A noite foi se aproximando, a Sra. Evans não se encontrava, a jovem estava ansiosa para que sua mãe chegasse logo. Para ajudar o tempo passar ainda mais rápido, foi arrumar seu quarto, apesar de não está bagunçado, depois arrumou a cozinha, e foi adiantar as lições de casa. Enquanto jogava suas coisas em cima da cama, um pedaço de papel caiu, então se lembrou do ocorrido de mais cedo: 'Eu me esqueci completamente disso', pensou fitando o objeto. Era de cor azul florescente, tinha cheiro de álcool. Ela abriu receosa, havia uma foto sua com uma caveira grosseiramente desenhada em seu rosto. Tomou aquilo como uma ameaça, podia ouvir seus batimentos, um vento frio a tomou de dentro pra fora, seu interior se contorcia como larvas comendo-a vorazmente. Pensou em contar para alguém, mas depois do desfecho do dia, preferiu deixar quieto, até porque, não sabia quem tinha deixado aquilo.

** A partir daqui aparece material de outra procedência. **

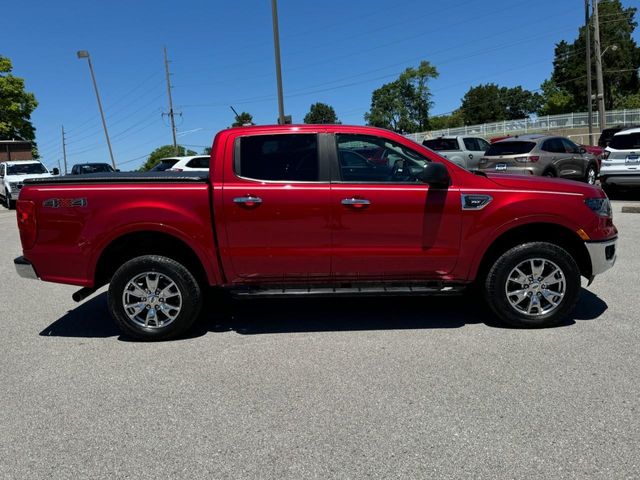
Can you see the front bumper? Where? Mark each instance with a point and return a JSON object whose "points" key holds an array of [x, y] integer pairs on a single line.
{"points": [[25, 268], [603, 255]]}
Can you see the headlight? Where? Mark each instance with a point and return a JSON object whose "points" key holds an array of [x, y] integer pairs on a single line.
{"points": [[600, 206]]}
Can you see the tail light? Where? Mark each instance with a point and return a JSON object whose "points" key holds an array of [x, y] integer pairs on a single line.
{"points": [[27, 224]]}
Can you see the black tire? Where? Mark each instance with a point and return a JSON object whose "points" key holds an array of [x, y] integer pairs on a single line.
{"points": [[591, 174], [184, 306], [496, 284]]}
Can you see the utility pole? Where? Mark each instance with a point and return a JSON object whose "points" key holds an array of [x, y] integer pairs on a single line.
{"points": [[587, 26], [276, 46], [598, 55], [64, 150], [171, 114]]}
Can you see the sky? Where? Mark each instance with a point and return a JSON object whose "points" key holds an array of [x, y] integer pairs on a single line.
{"points": [[221, 54]]}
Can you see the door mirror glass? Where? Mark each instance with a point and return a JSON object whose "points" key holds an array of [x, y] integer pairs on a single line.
{"points": [[436, 175]]}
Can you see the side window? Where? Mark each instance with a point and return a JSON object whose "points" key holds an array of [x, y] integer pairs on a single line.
{"points": [[471, 144], [369, 159], [288, 157]]}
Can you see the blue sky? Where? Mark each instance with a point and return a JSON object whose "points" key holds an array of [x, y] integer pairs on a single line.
{"points": [[221, 53]]}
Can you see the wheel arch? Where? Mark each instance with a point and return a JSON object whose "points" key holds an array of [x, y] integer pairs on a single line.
{"points": [[536, 232], [147, 242]]}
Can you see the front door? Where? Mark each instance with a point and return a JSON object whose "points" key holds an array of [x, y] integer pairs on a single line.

Quando a sua mãe finalmente apareceu já era 20h00 PM. Ela e a Sra. Marta fizeram o jantar juntas, quando a Irina chegou estava tudo perfeitamente arrumado. Jantaram e ficaram conversando até as 22h e tanta da noite, deixou algumas lembranças com a idosa, e abriram aos risos, até algumas taças de vinho saiu para as duas e a menina ficou com seu café com creme. Quando a Sra. Evans tinha ido embora, Grace foi ajudar sua mãe a desfazer as malas. Irina havia comprado algumas coisas para a filha e junto haviam alguns bichinhos de pelúcias. Grace fez uma careta ao encarar um macaco estranhamente feio, no ponto de vista dela, ficando desanimada.

— O que foi? — Perguntou a Irina encarando-a com um olhar bugado. — Não gostou?

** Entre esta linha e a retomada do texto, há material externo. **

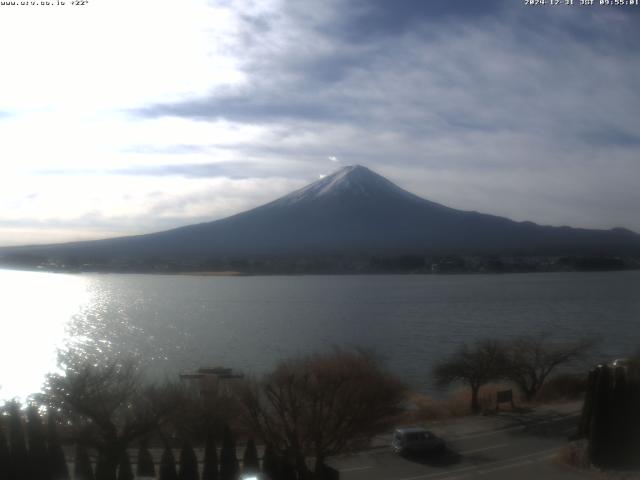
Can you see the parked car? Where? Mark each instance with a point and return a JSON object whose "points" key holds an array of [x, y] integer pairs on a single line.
{"points": [[414, 440]]}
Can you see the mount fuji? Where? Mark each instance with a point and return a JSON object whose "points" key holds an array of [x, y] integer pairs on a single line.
{"points": [[353, 211]]}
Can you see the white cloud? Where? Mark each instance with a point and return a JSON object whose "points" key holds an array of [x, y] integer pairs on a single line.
{"points": [[489, 114]]}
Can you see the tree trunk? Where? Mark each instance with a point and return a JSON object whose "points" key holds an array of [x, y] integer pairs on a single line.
{"points": [[475, 403]]}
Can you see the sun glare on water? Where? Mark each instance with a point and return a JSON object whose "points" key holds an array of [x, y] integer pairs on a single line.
{"points": [[36, 309]]}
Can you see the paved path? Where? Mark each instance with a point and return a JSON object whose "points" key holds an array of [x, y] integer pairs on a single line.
{"points": [[519, 445]]}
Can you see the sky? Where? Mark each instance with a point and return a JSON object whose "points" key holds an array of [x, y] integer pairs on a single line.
{"points": [[120, 117]]}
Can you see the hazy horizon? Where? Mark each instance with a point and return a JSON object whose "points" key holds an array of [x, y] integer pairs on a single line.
{"points": [[208, 108]]}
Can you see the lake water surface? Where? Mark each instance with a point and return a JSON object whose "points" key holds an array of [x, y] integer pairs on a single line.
{"points": [[174, 322]]}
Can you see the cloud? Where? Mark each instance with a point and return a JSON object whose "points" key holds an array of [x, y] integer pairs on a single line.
{"points": [[523, 112]]}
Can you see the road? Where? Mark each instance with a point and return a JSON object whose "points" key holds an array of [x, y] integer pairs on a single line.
{"points": [[505, 447]]}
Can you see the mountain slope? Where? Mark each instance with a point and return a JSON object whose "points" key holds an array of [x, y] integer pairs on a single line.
{"points": [[353, 211]]}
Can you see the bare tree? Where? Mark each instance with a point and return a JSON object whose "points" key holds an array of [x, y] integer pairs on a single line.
{"points": [[474, 365], [110, 406], [531, 359], [322, 405]]}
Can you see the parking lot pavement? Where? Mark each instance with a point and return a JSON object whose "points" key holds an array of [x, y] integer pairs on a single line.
{"points": [[506, 448]]}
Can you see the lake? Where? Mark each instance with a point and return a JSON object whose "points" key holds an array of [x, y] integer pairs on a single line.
{"points": [[177, 322]]}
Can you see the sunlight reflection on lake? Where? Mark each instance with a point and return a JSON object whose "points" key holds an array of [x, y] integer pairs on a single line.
{"points": [[173, 323], [36, 308]]}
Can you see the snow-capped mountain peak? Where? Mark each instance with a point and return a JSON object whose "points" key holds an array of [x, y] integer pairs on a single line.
{"points": [[350, 181]]}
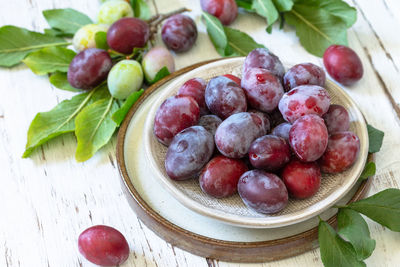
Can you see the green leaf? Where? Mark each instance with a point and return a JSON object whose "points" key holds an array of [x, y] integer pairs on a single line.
{"points": [[383, 207], [228, 41], [141, 9], [101, 40], [164, 72], [241, 43], [57, 33], [48, 125], [353, 227], [245, 4], [66, 20], [317, 26], [369, 170], [60, 80], [334, 250], [375, 139], [266, 9], [49, 59], [120, 114], [341, 10], [94, 127], [283, 5], [216, 33], [16, 43]]}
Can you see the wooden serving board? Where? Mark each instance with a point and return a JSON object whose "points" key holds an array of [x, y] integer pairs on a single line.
{"points": [[190, 231]]}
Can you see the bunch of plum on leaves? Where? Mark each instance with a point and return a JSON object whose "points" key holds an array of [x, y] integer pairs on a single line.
{"points": [[220, 131], [128, 60]]}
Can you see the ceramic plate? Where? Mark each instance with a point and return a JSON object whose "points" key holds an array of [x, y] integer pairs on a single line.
{"points": [[232, 210]]}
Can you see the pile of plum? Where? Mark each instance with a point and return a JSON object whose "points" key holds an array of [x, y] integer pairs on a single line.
{"points": [[220, 131]]}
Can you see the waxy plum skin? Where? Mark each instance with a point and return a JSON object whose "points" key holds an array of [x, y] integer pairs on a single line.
{"points": [[188, 152], [343, 64], [219, 178], [174, 115], [262, 191]]}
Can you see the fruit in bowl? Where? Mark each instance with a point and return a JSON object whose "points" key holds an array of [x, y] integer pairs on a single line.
{"points": [[267, 168]]}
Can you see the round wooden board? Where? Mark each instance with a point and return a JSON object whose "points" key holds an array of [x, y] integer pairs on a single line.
{"points": [[202, 245]]}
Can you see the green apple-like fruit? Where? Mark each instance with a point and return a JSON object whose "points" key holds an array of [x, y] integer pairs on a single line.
{"points": [[125, 78]]}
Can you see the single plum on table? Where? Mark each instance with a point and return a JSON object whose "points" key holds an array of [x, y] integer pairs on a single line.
{"points": [[128, 33], [210, 123], [264, 117], [343, 64], [337, 119], [262, 58], [282, 130], [156, 59], [304, 100], [233, 78], [188, 152], [89, 68], [224, 97], [174, 115], [103, 245], [225, 10], [179, 33], [220, 176], [262, 191], [304, 74], [262, 88], [308, 138], [269, 153], [341, 153], [302, 179], [235, 134], [195, 88]]}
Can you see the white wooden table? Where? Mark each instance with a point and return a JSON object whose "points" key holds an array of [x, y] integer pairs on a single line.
{"points": [[47, 200]]}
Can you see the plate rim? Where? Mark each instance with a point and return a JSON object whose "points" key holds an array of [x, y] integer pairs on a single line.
{"points": [[232, 219], [204, 246]]}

— Mãe, não sou mais criança.

— Eu sei. Por isso não é rosa.

Grace olhou para ela e bateu com a mão em sua própria testa, sua mãe não viu, estava ocupada pegando alguns pacotes de papel laminado, ela passou um para a filha que o pegou sem muita vontade, rasgando lentamente, Irina teve vontade de tomar e abrir de uma vez, aquela lerdeza a incomodava. Quando a jovem finalmente abriu teve uma surpresa mais que agradável.